Literally the only difference in terms of prediction dynamics is that currently prediction markets include political/non-financial questions, which are only implicitly included in financial markets.
I think of the difference as: a prediction market is subsidized by someone with an interest in the information (or participants who want to influence some decision-maker who will act on the basis of market prices), while a financial market facilitates trade (or as a special case hedges risk).
How is a prediction market subsidized by someone with an interest in the information? As far as I’m aware, most of them make money on bid/ask spreads, and can be thought of as a future or Arrow–Debreu security.
As the current institutions stand there are differences. Prediction market sites and the Nasdaq are obviously different in a lot of institutional ways. In prediction markets you can’t own companies. But in the more abstract way in which people trade on current information as a prediction, which is eventually realized, they are similar.
For example, a corporate bond is going to make a series of payments to the holder over its maturity. Market makers can strip off these payments and sell them as bespoke securities, so you could buy the rights to a single payment on debt from company X in 12 months. If you’d like, people can then write binary options on those such that they receive everything or nothing based on a specified strike price.
In the general security there is lots of information and dynamics, but with the right derivatives structure you can break it up into a state of a series of binary predictions.
The dynamic structure behind prediction markets and financial markets as trading current values built on models of future expectations is very similar, and I think identical.
I agree with you that there is no difference in kind between the assets traded in existing financial markets and those traded in a prediction market.
Existing prediction markets primarily offer amusements to participants, and are run like other gambling sites, with a profit to the market and the average trader losing money. Existing markets may hedge some participants’ risk, and in that respect are like a financial market.
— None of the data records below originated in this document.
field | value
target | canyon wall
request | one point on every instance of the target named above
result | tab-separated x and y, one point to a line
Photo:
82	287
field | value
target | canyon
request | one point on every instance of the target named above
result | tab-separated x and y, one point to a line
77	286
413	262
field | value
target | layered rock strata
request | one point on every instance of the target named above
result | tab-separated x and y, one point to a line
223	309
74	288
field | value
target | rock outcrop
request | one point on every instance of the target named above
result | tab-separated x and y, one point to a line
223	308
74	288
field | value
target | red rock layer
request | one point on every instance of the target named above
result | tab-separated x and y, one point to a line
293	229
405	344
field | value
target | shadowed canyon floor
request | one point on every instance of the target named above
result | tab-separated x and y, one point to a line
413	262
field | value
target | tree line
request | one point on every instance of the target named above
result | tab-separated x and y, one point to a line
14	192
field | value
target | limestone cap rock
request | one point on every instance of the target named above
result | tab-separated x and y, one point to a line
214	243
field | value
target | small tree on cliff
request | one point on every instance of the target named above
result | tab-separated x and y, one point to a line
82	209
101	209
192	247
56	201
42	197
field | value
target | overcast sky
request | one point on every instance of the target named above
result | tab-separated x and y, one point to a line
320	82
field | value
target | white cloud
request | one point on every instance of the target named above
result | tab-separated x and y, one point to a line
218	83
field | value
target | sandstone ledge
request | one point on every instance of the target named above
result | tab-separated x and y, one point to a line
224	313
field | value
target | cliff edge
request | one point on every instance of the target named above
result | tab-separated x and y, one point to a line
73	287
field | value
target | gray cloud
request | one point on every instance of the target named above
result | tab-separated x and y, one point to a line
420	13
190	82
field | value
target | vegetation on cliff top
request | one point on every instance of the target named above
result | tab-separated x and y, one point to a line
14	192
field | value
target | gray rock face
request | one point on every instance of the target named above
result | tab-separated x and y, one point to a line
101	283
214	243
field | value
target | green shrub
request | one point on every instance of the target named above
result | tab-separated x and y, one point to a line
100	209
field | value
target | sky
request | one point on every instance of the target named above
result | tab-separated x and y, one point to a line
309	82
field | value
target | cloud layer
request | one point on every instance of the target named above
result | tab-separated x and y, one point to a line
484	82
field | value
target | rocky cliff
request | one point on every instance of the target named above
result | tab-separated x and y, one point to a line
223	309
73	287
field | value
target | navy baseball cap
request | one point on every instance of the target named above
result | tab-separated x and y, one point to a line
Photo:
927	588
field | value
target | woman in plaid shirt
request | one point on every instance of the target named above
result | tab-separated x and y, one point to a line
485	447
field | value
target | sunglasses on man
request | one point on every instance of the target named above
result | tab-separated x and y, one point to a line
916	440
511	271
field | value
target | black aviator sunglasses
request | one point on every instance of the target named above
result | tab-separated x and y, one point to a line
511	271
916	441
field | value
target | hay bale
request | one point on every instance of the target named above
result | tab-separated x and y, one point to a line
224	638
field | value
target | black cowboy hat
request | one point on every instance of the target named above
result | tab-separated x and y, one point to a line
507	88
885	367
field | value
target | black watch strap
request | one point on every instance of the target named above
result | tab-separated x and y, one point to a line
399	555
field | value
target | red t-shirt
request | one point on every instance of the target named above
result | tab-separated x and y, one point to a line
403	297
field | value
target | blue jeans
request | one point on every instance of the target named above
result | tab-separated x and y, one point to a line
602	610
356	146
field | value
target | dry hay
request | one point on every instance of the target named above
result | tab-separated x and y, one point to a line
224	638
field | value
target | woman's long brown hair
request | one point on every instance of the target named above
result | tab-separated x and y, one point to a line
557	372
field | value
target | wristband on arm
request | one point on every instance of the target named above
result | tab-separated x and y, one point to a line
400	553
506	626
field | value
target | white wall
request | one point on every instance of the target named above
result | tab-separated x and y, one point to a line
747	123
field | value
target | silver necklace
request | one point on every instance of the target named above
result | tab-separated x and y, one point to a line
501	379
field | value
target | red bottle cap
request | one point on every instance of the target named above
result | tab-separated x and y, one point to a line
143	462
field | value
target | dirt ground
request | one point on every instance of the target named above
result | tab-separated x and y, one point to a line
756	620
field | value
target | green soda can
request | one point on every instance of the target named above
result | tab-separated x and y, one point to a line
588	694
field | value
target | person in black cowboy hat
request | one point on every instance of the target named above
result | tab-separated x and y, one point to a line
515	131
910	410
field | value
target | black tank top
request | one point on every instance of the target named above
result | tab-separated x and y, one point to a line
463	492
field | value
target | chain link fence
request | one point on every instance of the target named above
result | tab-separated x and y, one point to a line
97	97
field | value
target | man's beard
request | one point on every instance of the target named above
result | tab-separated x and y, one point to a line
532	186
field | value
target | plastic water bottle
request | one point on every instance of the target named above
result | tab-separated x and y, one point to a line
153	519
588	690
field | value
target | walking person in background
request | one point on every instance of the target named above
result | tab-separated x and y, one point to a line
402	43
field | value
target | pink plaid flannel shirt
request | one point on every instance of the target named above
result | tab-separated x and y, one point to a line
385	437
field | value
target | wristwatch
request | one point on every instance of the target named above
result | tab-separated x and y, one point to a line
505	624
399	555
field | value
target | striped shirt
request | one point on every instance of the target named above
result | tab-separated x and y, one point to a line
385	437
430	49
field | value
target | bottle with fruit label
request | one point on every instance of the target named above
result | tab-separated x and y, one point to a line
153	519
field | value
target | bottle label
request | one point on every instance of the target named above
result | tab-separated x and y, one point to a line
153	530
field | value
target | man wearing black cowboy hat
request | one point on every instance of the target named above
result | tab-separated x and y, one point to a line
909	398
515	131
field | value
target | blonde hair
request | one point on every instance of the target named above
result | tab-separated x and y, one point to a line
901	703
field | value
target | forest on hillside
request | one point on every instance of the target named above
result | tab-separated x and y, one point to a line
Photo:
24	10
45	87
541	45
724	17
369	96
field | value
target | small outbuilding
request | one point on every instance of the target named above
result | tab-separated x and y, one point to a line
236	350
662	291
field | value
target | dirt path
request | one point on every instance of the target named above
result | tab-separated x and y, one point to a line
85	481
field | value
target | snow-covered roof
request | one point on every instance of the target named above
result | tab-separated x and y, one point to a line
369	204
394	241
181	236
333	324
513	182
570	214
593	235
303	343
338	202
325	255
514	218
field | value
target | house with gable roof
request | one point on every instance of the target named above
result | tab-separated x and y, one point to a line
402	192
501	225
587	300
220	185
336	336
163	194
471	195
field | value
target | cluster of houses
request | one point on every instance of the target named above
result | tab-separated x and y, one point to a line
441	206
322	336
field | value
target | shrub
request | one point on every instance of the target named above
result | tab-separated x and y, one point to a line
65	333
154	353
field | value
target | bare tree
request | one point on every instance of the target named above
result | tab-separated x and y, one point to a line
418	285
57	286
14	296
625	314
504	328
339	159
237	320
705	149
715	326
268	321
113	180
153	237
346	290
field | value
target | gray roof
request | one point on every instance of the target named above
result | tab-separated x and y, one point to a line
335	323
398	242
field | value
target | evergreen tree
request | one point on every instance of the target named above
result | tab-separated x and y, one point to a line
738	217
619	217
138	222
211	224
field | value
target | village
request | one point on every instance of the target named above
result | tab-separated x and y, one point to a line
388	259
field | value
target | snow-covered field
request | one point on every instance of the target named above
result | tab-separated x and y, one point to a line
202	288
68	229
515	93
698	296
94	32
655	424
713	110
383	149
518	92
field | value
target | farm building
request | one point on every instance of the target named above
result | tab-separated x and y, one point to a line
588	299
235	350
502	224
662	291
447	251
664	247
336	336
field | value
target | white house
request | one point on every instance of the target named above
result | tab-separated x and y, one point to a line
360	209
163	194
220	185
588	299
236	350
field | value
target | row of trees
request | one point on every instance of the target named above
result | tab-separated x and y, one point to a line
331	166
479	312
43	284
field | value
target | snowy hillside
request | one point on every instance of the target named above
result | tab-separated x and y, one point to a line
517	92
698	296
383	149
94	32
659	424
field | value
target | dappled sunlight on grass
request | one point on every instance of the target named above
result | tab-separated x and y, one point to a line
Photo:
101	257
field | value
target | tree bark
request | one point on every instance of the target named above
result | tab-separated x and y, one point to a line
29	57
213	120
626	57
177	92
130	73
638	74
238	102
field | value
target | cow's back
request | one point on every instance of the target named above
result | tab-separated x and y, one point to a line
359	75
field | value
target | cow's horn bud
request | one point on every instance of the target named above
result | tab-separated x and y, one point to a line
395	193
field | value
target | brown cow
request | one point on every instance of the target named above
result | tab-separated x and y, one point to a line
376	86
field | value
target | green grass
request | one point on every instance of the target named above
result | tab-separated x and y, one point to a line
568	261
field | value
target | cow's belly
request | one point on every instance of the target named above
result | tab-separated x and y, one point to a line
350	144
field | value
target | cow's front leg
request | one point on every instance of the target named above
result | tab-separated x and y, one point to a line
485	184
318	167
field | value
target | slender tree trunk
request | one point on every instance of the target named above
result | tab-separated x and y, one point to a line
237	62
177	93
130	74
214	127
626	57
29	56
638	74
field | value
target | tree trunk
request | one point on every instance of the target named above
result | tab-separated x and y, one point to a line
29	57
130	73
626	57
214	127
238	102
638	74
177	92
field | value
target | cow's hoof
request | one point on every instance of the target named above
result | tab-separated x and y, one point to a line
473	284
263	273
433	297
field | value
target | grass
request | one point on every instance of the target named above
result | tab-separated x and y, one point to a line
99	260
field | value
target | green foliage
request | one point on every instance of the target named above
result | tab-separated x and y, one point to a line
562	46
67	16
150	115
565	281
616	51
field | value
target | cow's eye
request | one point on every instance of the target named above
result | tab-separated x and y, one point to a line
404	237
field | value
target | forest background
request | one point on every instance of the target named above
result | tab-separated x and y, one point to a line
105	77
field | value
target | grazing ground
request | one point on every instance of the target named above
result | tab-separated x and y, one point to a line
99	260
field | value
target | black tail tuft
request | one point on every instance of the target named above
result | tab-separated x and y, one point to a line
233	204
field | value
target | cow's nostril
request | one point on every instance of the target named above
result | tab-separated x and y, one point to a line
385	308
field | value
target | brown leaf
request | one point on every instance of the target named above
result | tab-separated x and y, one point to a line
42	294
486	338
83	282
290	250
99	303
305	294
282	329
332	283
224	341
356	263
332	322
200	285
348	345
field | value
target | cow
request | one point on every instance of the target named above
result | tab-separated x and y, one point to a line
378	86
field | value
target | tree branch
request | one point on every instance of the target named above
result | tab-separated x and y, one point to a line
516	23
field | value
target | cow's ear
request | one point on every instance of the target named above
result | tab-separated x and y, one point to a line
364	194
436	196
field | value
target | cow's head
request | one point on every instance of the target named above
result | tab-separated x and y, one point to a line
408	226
Around here, prediction markets are usually proposed as an institution for making predictions (following Robin). In that context, someone who wants a prediction subsidizes the market, perhaps by subsidizing a market maker. The traders aren’t trading because it’s fun or they have a hedging interest, they are doing it because they are getting paid by someone who values the cognitive work they are doing.
In some cases this is unnecessary, because someone has a natural interest in influencing the prediction (e.g. if the prediction will determine whether to fire a CEO, then the CEO has a natural interest in ensuring that the prediction is favorable). In this case the decision-maker pays for the cognitive work of the traders by making a slightly suboptimal decision. Manipulative traders pay for the right to influence the decision, and informed traders are compensated by being counterparties to a manipulative trader.
I think this is the important distinction between a prediction market and other kinds of markets—in the case of prediction markets, traders make money because someone is willing to pay for the information generated by the market. I agree that this is not the case for existing prediction markets, and so it’s not clear if my story is reasonable. But it is clear that there is a difference in kind between the intended use of prediction markets and other financial markets.